À seize ans, je reviens au village de mes parents adoptifs, pour essayer d’avoir une part de notre maison. La famille de mon père m’emmène au tribunal, me fait signer des papiers auxquels je ne comprends rien, qui leur permettent de vendre la maison. Ils me donnent mille dirhams du fruit de la vente. Une broutille. Je suis révolté, mais que puis-je faire ?

Il me faut attendre d'avoir dix-huit ans pour obtenir une pièce d’identité et passer un permis qui me permet de faire le chauffeur de temps en temps.

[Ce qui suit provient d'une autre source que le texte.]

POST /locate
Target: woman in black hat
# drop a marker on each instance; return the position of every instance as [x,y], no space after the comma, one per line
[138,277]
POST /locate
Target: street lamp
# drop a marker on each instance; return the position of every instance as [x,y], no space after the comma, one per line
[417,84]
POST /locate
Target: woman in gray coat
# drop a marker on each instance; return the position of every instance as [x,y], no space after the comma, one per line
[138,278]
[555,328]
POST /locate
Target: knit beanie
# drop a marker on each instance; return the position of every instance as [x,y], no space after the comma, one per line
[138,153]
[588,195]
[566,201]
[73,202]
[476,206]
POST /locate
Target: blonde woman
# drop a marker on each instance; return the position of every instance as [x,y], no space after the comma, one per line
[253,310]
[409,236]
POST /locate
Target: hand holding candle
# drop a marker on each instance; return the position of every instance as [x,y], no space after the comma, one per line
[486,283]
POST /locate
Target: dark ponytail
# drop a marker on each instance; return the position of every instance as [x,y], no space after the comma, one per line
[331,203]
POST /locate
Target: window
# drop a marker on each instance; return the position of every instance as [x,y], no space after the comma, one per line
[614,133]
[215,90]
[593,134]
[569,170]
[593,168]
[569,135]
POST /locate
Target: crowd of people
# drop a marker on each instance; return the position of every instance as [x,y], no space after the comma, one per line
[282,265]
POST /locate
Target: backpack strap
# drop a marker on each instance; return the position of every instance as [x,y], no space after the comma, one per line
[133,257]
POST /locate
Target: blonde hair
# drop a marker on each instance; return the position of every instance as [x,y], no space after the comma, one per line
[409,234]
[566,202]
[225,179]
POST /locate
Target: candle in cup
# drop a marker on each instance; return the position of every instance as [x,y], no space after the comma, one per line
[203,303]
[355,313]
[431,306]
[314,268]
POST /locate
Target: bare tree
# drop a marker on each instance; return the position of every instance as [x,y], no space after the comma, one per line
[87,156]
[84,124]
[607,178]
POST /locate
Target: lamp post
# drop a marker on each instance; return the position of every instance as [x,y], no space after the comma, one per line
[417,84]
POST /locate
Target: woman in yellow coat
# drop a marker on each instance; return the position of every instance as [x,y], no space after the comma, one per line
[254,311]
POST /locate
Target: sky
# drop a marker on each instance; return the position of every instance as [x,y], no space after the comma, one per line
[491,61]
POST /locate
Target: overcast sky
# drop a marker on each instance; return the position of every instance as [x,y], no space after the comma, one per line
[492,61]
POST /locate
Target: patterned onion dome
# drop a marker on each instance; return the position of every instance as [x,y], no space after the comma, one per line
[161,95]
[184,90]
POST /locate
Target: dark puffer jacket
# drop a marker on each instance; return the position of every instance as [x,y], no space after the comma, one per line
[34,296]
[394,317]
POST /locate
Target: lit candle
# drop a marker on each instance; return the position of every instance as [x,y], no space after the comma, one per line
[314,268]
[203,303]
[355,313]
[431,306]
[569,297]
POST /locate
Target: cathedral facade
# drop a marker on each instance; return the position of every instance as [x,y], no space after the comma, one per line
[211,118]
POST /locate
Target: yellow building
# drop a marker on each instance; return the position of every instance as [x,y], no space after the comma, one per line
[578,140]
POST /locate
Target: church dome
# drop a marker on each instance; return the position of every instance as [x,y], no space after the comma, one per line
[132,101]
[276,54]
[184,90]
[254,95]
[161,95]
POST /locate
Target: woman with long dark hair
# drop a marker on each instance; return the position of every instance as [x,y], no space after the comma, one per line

Mais le boulot est rare et je galère toujours.
Je vieillis, je commence à réfléchir à ce que je vois, je me pose des questions sur la religion, que je trouve bizarre parfois, contradictoire. Je me dis qu’on remplace l’école par la religion et que c’est pour ça que les jeunes ne s’en sortent pas. On nous tient enchaînés. En pensant ainsi et en n’allant plus à la mosquée, je perds mes amis, plus personne ne me fait confiance.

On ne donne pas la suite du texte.